*Accompanying code examples of the book "Introduction to Artificial Neural Networks and Deep Learning: A Practical Guide with Applications in Python" by [Sebastian Raschka](https://sebastianraschka.com). All code examples are released under the [MIT license](https://github.com/rasbt/deep-learning-book/blob/master/LICENSE). If you find this content useful, please consider supporting the work by buying a [copy of the book](https://leanpub.com/ann-and-deeplearning).*
  
Other code examples and content are available on [GitHub](https://github.com/rasbt/deep-learning-book). The PDF and ebook versions of the book are available through [Leanpub](https://leanpub.com/ann-and-deeplearning).

In [1]:
%load_ext watermark
%watermark -a 'Sebastian Raschka' -v -p torch

Author: Sebastian Raschka

Python implementation: CPython
Python version       : 3.11.11
IPython version      : 9.0.2

torch: 2.6.0+cu126



- Runs on CPU or GPU (if available)

# Model Zoo -- All-Convolutional Neural Network

Simple convolutional neural network that uses stride=2 every 2nd convolutional layer, instead of max pooling, to reduce the feature maps. Loosely based on

- Springenberg, Jost Tobias, Alexey Dosovitskiy, Thomas Brox, and Martin Riedmiller. "Striving for simplicity: The all convolutional net." arXiv preprint arXiv:1412.6806 (2014).

## Imports

In [2]:
import time
import numpy as np
import torch
import torch.nn.functional as F
from torchvision import datasets
from torchvision import transforms
from torch.utils.data import DataLoader


if torch.cuda.is_available():
    torch.backends.cudnn.deterministic = True

## Settings and Dataset

In [5]:
##########################
### 参数设置
##########################

# 选择设备：如果有可用的GPU则使用 cuda:0，否则使用 CPU
device = torch.device("cuda:0" if torch.cuda.is_available() else "cpu")

# 超参数设置
random_seed = 1          # 随机种子，保证结果可复现
learning_rate = 0.001    # 学习率
num_epochs = 15          # 训练轮数
batch_size = 256         # 每个 batch 的样本数

# 模型输出类别数（MNIST 是 10 类：数字 0~9）
num_classes = 10


##########################
### MNIST 数据集加载
##########################

# 注意：transforms.ToTensor() 会将图像像素值缩放到 0-1 范围

# 加载训练集
train_dataset = datasets.MNIST(root='data', 
                               train=True, 
                               transform=transforms.ToTensor(),
                               download=True)

# 加载测试集
test_dataset = datasets.MNIST(root='data', 
                              train=False, 
                              transform=transforms.ToTensor())

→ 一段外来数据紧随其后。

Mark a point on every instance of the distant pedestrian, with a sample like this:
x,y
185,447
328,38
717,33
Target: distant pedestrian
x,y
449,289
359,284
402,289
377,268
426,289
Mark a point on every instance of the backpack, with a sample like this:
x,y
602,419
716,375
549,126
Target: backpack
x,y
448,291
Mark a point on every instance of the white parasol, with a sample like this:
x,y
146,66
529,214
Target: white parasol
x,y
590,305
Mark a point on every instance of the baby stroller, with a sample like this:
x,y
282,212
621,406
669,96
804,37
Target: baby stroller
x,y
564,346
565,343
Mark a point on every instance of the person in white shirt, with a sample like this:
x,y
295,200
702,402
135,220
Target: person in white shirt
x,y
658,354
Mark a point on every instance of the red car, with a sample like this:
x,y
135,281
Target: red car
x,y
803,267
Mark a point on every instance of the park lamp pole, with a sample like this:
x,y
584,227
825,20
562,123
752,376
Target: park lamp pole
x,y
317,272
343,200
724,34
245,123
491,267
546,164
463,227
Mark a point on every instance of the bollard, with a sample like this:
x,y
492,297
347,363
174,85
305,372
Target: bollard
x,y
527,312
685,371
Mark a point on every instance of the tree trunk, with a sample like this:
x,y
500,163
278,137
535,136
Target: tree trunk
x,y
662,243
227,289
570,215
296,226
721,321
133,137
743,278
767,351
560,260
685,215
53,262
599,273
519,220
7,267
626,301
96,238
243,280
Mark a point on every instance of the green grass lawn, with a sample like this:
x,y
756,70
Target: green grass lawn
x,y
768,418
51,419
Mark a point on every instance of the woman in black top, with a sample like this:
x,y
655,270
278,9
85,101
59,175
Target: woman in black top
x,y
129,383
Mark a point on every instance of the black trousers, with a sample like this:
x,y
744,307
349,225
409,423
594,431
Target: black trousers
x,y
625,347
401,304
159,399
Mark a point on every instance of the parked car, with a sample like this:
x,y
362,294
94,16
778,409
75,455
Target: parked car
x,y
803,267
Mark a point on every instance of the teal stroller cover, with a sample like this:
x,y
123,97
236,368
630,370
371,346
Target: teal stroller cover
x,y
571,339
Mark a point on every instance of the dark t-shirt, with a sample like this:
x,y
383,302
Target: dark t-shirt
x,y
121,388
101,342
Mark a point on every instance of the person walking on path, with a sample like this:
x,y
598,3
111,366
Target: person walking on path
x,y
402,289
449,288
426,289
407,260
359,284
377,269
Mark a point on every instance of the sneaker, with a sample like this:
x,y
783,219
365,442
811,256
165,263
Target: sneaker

# 创建训练集的 DataLoader，打乱顺序用于训练
train_loader = DataLoader(dataset=train_dataset, 
                          batch_size=batch_size, 
                          shuffle=True)

# 创建测试集的 DataLoader，顺序不打乱
test_loader = DataLoader(dataset=test_dataset, 
                         batch_size=batch_size, 
                         shuffle=False)

# 查看训练集中一个 batch 的数据维度
for images, labels in train_loader:  
    print('图像批次维度:', images.shape)    # e.g. [256, 1, 28, 28]
    print('标签批次维度:', labels.shape)    # e.g. [256]
    break


图像批次维度: torch.Size([256, 1, 28, 28])
标签批次维度: torch.Size([256])


## Model

In [6]:
##########################
### 模型定义
##########################

class ConvNet(torch.nn.Module):

    def __init__(self, num_classes):
        super(ConvNet, self).__init__()
        
        self.num_classes = num_classes

        # 计算 "same padding" 的公式：
        # (w - k + 2*p) / s + 1 = o
        # 推导：p = (s(o-1) - w + k) / 2

        # 输入图像：28x28x1 => 输出：28x28x4
        self.conv_1 = torch.nn.Conv2d(in_channels=1,
                                      out_channels=4,
                                      kernel_size=(3, 3),
                                      stride=(1, 1),
                                      padding=1)  # 保持尺寸不变，padding=1

        # 下采样一半：28x28x4 => 14x14x4
        self.conv_2 = torch.nn.Conv2d(in_channels=4,
                                      out_channels=4,
                                      kernel_size=(3, 3),
                                      stride=(2, 2),
                                      padding=1)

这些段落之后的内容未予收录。